Effect of Ovality on the Buckling Behavior of Thin-Walled Liquid-Filled Conical Tanks

Abstract

This study investigates the influence of ovality on the buckling behavior of thin-walled liquid-filled conical tanks through comprehensive numerical simulations. The structural stability of conical tanks is of paramount importance in various engineering applications, such as storage vessels and aerospace structures. However, the presence of ovality, characterized by deviations from perfect circularity, can significantly affect the structural response and integrity of these tanks. To explore the effects of ovality, a finite element analysis (FEA) approach is employed, considering various ovality levels in the tank geometry. A comprehensive parametric study is conducted, varying key parameters such as tank dimensions, material properties, and liquid filling levels. The buckling behavior of the tanks is assessed by examining critical buckling loads and corresponding deformation modes.
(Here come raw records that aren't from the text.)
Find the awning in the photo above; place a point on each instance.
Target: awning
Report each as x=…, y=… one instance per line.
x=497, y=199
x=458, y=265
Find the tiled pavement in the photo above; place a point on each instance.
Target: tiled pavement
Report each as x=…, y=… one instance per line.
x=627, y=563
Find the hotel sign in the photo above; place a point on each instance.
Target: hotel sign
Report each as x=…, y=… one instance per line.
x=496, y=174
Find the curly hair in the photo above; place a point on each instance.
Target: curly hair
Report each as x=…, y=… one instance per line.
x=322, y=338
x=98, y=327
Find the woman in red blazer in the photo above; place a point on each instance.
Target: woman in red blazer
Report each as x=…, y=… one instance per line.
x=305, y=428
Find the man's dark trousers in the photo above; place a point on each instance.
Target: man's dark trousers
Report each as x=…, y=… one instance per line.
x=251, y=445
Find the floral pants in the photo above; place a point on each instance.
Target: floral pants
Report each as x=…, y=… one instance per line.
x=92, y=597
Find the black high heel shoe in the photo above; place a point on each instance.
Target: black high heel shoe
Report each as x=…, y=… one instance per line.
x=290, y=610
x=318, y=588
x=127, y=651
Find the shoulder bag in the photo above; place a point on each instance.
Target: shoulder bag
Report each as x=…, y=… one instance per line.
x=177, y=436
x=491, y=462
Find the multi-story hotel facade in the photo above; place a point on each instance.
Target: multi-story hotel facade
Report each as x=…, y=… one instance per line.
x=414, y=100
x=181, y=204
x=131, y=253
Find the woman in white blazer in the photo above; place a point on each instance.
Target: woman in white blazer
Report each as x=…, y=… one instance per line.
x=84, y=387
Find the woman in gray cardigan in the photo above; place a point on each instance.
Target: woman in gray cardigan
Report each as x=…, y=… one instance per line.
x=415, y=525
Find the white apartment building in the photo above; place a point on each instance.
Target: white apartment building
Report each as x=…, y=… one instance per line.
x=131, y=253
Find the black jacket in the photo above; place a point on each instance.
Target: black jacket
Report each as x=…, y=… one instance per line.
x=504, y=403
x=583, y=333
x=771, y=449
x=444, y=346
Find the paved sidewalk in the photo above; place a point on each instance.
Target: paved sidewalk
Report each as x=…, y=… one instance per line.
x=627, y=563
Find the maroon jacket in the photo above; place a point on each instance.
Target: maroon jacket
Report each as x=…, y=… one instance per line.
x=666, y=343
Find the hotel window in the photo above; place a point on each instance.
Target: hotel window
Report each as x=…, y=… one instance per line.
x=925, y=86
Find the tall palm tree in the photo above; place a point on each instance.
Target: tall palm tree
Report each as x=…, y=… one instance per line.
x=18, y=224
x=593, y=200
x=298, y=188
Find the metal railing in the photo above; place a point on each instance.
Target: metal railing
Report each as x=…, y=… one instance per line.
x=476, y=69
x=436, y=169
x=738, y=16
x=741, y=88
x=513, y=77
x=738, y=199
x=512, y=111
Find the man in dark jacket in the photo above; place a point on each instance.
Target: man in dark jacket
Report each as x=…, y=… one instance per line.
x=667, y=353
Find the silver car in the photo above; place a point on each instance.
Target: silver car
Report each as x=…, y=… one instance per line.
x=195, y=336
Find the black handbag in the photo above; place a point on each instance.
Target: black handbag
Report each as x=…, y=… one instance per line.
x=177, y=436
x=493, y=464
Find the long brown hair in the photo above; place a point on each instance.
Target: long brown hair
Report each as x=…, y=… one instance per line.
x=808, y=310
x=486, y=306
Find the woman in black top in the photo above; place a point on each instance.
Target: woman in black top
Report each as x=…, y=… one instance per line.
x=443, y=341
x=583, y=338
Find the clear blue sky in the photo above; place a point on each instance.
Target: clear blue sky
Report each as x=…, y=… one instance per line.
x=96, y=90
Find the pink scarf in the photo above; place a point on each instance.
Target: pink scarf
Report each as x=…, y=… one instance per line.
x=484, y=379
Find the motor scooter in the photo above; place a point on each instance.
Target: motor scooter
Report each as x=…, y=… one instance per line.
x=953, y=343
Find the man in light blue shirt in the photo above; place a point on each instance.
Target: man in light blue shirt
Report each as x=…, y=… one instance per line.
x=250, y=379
Results from the numerical simulations reveal that even small levels of ovality can substantially reduce the buckling load capacity of conical tanks. As ovality increases, the onset of buckling occurs at lower applied loads, leading to premature structural failure. The presence of liquid filling further exacerbates the buckling phenomenon, with the liquid sloshing effect amplifying the structural response. The study also investigates the influence of different materials on the buckling behavior of conical tanks subjected to ovality. It is found that the material stiffness and yield strength play a crucial role in determining the critical buckling load and mode shape. Furthermore, the effect of liquid fill level is explored, demonstrating that higher fill levels increase the vulnerability to buckling.